(7 May 2024)
RESTRICTION SUMMARY:
ASSOCIATED PRESS
Rafah, Gaza Strip – 7 May 2024
1. Various of trucks and cars loaded with personal belongings
2. SOUNDBITE (Arabic) Najwa al Siksik, displaced Palestinian:
"I don’t think it (Israel) will approve (the deal). (Israel) doesn’t care about us or our children. (Israel) only cares about its people. And Netanyahu only cares about being at the top. He doesn’t care about the children. We are not very optimistic because it has been months and they kept giving us hope and telling us tomorrow or after tomorrow (a truce will take place). And as you can hear (the sounds of drones and blasts) this was happening all night long."
3. People walking in the street carrying their belongings
4. SOUNDBITE (Arabic) Nasser al-Sharif, displaced Palestinian from northern Gaza:
"The poor people are being displaced from one area to another, and there are no safe zones. There are no safe zones in all of Gaza Strip. Israeli government will stall like every time. Hamas agreed to the proposal presented by Israel, and they said they will send a delegation. God knows if he (Netanyahu) will send one or not, because he cares less about the world or the U.S."
5. People collapsing down tents
6. Family standing among tents
7. Smoke from blast near tents
8. Cars passing by loaded with belongings
STORYLINE:
Thousands of Palestinians continued to flee areas in Gaza’s southern city of Rafah a day after evacuation orders were dropped by Israeli planes.
Many packed their belongings onto trucks, donkey carts, rickshaw and other vehicles, others dismantled their tents to move elsewhere, fleeing the incursion by Israeli forces into Gaza’s southernmost town.

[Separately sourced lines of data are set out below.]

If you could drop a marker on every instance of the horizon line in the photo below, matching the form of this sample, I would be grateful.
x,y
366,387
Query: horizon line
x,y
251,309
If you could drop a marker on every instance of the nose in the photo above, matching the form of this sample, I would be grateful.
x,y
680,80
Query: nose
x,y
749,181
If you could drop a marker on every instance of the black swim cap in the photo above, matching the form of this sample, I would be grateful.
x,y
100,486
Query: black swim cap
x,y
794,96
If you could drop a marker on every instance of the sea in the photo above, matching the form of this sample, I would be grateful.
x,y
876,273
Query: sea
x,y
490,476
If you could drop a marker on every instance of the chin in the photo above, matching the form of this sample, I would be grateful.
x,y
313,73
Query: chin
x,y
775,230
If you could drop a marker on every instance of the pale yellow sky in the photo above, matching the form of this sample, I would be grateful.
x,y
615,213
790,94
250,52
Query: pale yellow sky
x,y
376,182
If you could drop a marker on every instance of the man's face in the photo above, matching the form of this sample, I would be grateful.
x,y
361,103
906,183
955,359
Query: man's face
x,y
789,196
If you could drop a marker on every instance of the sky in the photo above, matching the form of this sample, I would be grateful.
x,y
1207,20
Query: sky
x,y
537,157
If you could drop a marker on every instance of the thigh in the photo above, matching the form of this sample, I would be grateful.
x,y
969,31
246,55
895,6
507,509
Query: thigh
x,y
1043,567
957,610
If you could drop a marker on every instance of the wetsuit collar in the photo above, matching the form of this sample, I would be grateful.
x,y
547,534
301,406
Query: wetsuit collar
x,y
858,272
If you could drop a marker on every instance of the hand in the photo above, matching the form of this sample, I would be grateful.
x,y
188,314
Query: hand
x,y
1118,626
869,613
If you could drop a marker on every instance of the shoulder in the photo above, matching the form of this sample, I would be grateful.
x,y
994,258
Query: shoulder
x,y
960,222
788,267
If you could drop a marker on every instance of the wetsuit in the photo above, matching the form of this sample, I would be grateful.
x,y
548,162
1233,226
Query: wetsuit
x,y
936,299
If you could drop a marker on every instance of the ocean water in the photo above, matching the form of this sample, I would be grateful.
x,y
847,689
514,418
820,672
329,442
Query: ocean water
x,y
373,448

The Israeli evacuation order left Palestinians in Rafah wrestling with having to uproot their families once again for an unknown fate, exhausted after months of living in sprawling tent camps or crammed into schools or other shelters in and around the city.
On Tuesday, Israeli tanks seized control of Gaza’s vital Rafah border crossing as Israel brushed off urgent warnings from close allies and moved into the southern city even as cease-fire negotiations with Hamas remained on a knife’s edge.
Earlier, Israeli forces carried out a flurry of strikes and bombardment across Rafah overnight, killing at least 23 Palestinians, including at least six women and five children, according to hospital records seen by The Associated Press.
The foray came after hours of whiplash in the Israel-Hamas war, with the militant group on Monday saying it accepted an Egyptian-Qatari mediated cease-fire proposal. Israel, however, insisted the deal did not meet its core demands.